Cette disposition est massivement utilisée : entre son entrée en vigueur en 1982 et la fin de l'année 1998, elle l'a été plus de 6 000 fois, mais sans que le rôle des repentis soit nécessairement décisif, car, dans le même temps, moins de 450 personnes ont bénéficié de mesures de protection.

b) Les mesures de protection

Les repentis bénéficient des dispositions sur la protection des témoins .

Dans les cas les plus graves (criminalité organisée au niveau international par exemple), cette protection relève de la compétence de l'Office fédéral pour la police criminelle , qui a institué en 1987 un programme spécifique . Les bénéficiaires en sont les personnes dont le témoignage est ou a été « important pour la recherche de la vérité ». Le programme, applicable aussi bien aux témoins incarcérés qu'à ceux qui ne le sont plus, pourvoit à tous les besoins des repentis : mise à disposition de gardes du corps, fourniture de gilets pare-balles, prise en charge des frais de chirurgie esthétique, hébergement, prestations en espèces pour compenser l'impossibilité de travailler...

Les autres repentis relèvent de la loi du 11 décembre 2001 portant harmonisation de la protection apportée aux témoins menacés . D'après cette loi, les mesures de protection sont prises par l'administration compétente de chaque Land, en règle générale la police, en fonction de son appréciation du danger couru par les intéressés. La loi prévoit explicitement que la protection peut être étendue aux membres de la famille et qu'un changement d'identité provisoire peut être accordé. Les mesures de protection sont secrètes. Elles ne figurent pas dans le dossier d'instruction, mais sont communiquées au ministère public sur demande.

3) La valeur probatoire des déclarations des repentis

Aucune disposition n'interdit explicitement qu'une condamnation soit prononcée sur la seule base des déclarations d'un repenti, mais l'introduction d'une telle mesure est demandée par une partie de la police et de la magistrature.

* *

*

En décembre 1999, le Bundestag s'est opposé à la reconduction de la loi du 9 juin 1989 , alors que les autorités policières ainsi que les magistrats du siège et du parquet s'étaient majoritairement prononcés en faveur d'une telle reconduction, à la différence des avocats. Au cours des mois suivants, il a rejeté plusieurs propositions de loi tendant à étendre à d'autres articles du code pénal les règles actuellement en vigueur sur les repentis. À la même époque, le ministère de la Justice avait envisagé d'insérer dans le code pénal un nouvel article remplaçant les dispositions éparses régissant les repentis par une clause générale applicable indépendamment de la nature de l'infraction.

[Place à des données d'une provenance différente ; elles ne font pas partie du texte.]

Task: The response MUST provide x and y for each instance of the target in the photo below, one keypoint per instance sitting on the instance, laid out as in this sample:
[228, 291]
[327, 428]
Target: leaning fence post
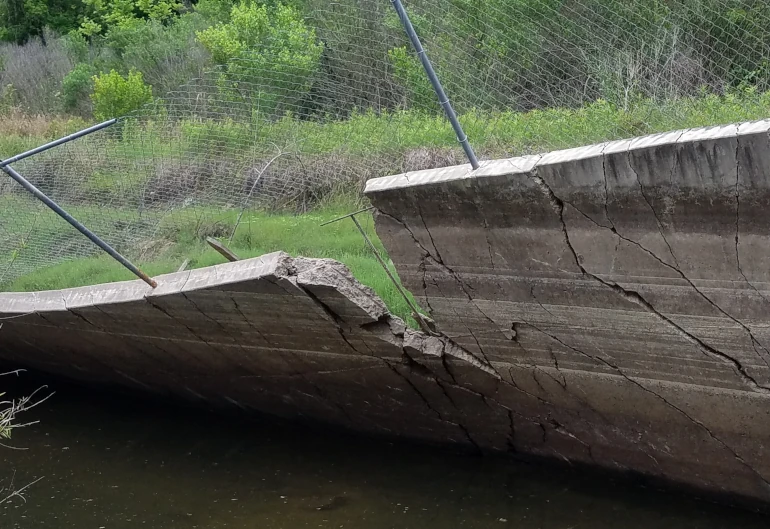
[26, 184]
[434, 80]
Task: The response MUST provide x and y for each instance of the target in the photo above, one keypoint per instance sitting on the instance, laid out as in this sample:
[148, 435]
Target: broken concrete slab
[617, 295]
[292, 337]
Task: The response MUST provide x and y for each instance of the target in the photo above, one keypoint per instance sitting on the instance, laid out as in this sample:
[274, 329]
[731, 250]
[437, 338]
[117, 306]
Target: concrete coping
[15, 303]
[526, 164]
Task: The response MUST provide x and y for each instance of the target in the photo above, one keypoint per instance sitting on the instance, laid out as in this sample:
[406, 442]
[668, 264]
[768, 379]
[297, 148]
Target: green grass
[364, 136]
[257, 234]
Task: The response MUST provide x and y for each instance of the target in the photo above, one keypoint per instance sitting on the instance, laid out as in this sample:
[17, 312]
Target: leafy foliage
[269, 50]
[124, 14]
[116, 96]
[76, 86]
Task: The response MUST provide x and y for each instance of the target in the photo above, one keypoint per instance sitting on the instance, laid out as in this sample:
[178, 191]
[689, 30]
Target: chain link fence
[325, 96]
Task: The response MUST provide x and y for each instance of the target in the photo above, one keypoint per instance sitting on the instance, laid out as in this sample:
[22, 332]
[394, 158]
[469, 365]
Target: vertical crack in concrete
[754, 341]
[430, 407]
[638, 299]
[658, 222]
[694, 421]
[248, 321]
[226, 331]
[438, 262]
[621, 373]
[738, 220]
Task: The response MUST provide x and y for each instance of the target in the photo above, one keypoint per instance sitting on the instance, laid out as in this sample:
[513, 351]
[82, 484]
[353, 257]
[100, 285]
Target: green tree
[116, 96]
[22, 19]
[269, 51]
[103, 15]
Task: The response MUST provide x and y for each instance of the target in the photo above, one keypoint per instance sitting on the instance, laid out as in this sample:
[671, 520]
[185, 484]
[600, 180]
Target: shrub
[76, 86]
[116, 96]
[36, 70]
[269, 51]
[167, 55]
[409, 72]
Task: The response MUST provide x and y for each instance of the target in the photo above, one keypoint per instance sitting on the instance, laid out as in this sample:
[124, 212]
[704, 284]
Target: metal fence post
[434, 80]
[26, 184]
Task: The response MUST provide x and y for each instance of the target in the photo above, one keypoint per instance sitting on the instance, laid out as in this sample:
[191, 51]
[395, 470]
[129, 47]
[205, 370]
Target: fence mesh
[329, 94]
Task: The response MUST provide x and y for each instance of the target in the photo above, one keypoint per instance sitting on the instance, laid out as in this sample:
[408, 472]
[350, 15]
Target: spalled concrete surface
[287, 336]
[615, 297]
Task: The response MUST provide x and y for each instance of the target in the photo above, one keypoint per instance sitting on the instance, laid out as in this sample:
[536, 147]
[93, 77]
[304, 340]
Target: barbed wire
[271, 132]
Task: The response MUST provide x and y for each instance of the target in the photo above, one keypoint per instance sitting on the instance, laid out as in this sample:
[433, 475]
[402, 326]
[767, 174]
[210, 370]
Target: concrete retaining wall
[620, 294]
[606, 305]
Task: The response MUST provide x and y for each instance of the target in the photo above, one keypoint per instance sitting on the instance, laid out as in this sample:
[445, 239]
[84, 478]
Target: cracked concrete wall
[616, 295]
[290, 337]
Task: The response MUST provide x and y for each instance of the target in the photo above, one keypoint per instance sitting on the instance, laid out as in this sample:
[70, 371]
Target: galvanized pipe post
[434, 80]
[26, 184]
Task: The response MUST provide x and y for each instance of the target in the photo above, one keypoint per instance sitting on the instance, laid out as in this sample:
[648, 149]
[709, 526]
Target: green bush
[76, 86]
[115, 95]
[410, 73]
[270, 50]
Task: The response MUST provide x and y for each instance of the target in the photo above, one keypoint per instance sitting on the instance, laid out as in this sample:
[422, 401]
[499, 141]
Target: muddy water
[113, 462]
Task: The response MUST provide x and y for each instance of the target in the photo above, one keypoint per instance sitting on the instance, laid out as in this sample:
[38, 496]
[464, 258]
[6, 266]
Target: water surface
[112, 462]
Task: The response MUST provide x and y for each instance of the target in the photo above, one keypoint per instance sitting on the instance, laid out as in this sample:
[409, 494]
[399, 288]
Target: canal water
[107, 461]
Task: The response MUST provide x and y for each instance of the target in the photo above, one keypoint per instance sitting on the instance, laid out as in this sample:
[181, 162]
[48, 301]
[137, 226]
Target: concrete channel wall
[605, 305]
[619, 294]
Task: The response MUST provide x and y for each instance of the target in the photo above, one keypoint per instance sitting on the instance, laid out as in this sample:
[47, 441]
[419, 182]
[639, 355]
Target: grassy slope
[497, 133]
[257, 234]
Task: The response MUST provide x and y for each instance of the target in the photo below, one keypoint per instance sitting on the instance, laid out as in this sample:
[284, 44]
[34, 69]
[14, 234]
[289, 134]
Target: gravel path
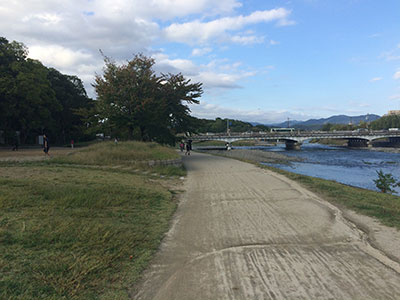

L'accord conclu entre le SPD et les Verts à l'issue des élections législatives de 2002 exclut explicitement toute réintroduction d'une disposition générale en faveur des repentis. En revanche, il prévoit de modifier le code pénal pour y insérer une clause générale d'atténuation de peine applicable notamment aux délinquants qui acceptent de collaborer avec la justice. En effet, dans la rédaction actuelle du code pénal, la clause d'atténuation de peine n'est applicable que dans les cas où les règles relatives à l'infraction considérée le prévoient.